Re-do final evaluation of results given even amounts of spam/ham

evanpurkhiser / CS-Karat-Sleuth

A simplistic spam heuristics tool written in the Ruby programming language – Fall 2013 AI

MIT License

0 stars 0 forks source link

Re-do final evaluation of results given even amounts of spam/ham #6

Closed hmm34 closed 10 years ago

hmm34 commented 10 years ago

Test the classifier using

50% ham and 50% spam training and testing data, per suggestion
80% spam and 20% ham training and testing data, per likelihood

Store results here, given the data sets and number of emails used.

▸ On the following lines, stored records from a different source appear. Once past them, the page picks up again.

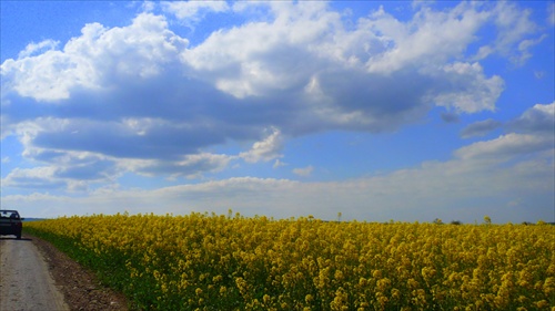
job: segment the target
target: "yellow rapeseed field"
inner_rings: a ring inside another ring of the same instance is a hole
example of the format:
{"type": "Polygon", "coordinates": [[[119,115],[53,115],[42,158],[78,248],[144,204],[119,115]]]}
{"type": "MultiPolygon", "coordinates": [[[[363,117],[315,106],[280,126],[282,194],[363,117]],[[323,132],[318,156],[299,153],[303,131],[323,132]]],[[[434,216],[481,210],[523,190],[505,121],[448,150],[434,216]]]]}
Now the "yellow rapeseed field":
{"type": "Polygon", "coordinates": [[[555,227],[94,215],[26,224],[141,310],[555,310],[555,227]]]}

hmm34 commented 10 years ago

Running the 50-50 spam/ham data set with 5K spam and 5K ham:

Emails Classified: 10000/10000

     E-mail Confusion Matrix

                                    Ham                                Spam    
         .                    ---------------                  ---------------
     Ham  |                   4996 (99.9%)                        4 (0.1%)
     Spam |                   1988 (39.8%)                    3012 (60.2%)

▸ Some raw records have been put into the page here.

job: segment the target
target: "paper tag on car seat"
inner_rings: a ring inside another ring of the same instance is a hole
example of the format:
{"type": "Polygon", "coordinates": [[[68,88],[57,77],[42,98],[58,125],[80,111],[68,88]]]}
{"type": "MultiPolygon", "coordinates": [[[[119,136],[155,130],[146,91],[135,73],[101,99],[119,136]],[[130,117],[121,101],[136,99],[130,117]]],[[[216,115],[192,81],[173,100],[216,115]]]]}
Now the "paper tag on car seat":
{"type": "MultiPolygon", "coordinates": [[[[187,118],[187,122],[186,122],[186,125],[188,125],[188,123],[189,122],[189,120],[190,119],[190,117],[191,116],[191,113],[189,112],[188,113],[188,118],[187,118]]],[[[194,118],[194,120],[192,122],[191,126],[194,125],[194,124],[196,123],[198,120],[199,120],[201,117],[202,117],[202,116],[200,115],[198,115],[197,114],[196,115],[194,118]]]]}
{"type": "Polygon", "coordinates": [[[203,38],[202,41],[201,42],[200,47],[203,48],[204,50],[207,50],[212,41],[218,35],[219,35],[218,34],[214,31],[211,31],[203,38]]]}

hmm34 commented 10 years ago

Running the 80-20 spam/ham data set with 5,333 spam and 1,333 ham:

Emails Classified: 6666/6666

     E-mail Confusion Matrix

                                  Ham                             Spam    
          .                ---------------                 ---------------
     Ham  |                   1332 (99.9%)                        1 (0.1%)
     Spam |                   2489 (46.7%)                    2844 (53.3%)

hmm34 commented 10 years ago

Both of these were using the unknown/spam and easy/ham.

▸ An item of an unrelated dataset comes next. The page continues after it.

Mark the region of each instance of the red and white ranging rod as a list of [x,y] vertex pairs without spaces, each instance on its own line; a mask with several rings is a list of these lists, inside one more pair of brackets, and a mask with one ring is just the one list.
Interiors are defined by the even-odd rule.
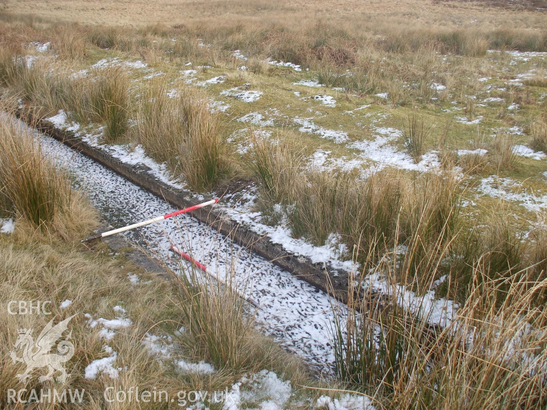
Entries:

hmm34 commented 10 years ago

Running the 90-10-hard data set with 5,333 spam and 468 hard/ham.

Emails Classified: 5801/5801

     E-mail Confusion Matrix

                                  Ham                             Spam    
          .                ---------------                 ---------------
     Ham  |                    370 (79.1%)                      98 (20.9%)
     Spam |                      95 (1.8%)                    5238 (98.2%)

hmm34 commented 10 years ago

Classifed, and closing.